Secção - Tiger Competition
Kim Min-Young of the Report Card
Conjugação de duas forças criativas (duas jovens realizadoras [Jae-eun Lee e Jisun Lim] e automaticamente duas argumentistas) que resultam num filme sobre o crescimento e consequentemente a durabilidade das amizades, e como a sua desintegração incentiva a maturação.

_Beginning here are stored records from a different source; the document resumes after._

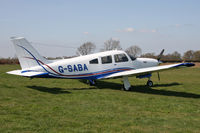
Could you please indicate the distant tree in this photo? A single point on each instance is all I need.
(111, 45)
(134, 50)
(149, 55)
(188, 55)
(197, 55)
(86, 48)
(176, 55)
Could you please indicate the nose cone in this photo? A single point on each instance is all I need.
(154, 62)
(148, 62)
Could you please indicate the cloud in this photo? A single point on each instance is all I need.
(115, 38)
(85, 32)
(130, 29)
(133, 30)
(147, 31)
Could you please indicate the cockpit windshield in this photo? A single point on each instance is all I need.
(132, 57)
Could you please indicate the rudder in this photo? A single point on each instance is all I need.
(27, 55)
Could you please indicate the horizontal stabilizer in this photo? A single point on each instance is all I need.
(143, 71)
(27, 73)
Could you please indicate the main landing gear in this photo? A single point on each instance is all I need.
(92, 82)
(149, 82)
(126, 84)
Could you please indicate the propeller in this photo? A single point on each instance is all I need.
(159, 57)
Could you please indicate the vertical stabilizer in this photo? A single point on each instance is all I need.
(27, 55)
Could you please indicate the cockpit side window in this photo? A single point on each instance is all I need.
(120, 58)
(106, 59)
(94, 61)
(132, 57)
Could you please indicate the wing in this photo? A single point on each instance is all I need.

Porém, é uma obra estranha, não no sentido de bizarrias nem excentricidades, mas quanto ao seu comportamento em tela, oscilando por formas e fórmulas, entre o tédio filmado e consolidado numa narrativa retalhista, até pelas escassas críticas a uma juventude distante, tão concentrada no seu próprio umbigo e nas suas dúvidas existenciais, os quais são desprezadas por gerações anteriores.
Em certa parte, este objeto seco e secado na sua própria frustração, ostenta alguma vida dentro daquela “natureza morta”, o que não se manifesta para além do mero exercício “naive” e por vezes difuso quanto à direção a tomar. Esperamos, tal como o filme, que as realizadoras encontrem espaço de crescimento e para tal é preciso encontrar uma sintonia. Além do mais, há que saber dialogar com o próximo sem aquela sensação de estar a “conversar para as paredes”.
Secção: Bright Future
Kinorama - Cinema Fora de Órbita
A cosmicidade de H.P. Lovecraft torna-se no ponto de partida para Edgar Pêra persistir na sua tese / estudo sobre os limites do 3D e de como torná-lo numa arte orbital ao universo cinematográfico. Porém, o que sentimos é um filme à moda do realizador, embrulhado pelo experimentalismo visual que funciona como deleite xamânico para com a terceira dimensão, para além da reciclagem de imagens pontuadas da sua obra que nos perseguem desde então (“O Espectador Espantado”, “A Caverna”, “CineSapiens”).
Pêra conversa com especialistas, estudiosos e outros intelectuais ao serviço de uma pedra-base para com a sua contínua operação, a sua demanda em contradição aos ditos do autor Bruce Isaacs - “o 3D como sabotagem da narrativa” - e a procura do Cinema absoluto e transgressivo das velhas formas e fórmulas. O 3D é a cerne da busca, limita-o, mas simultaneamente o lança para novas fronteiras … talvez face aos paralelismos delineados, para barreiras (digamos) lovecraftianas. “Sem interesse não poderá existir arte”, Edgar Pêra exibe, acima de tudo, interesse pela sua matéria.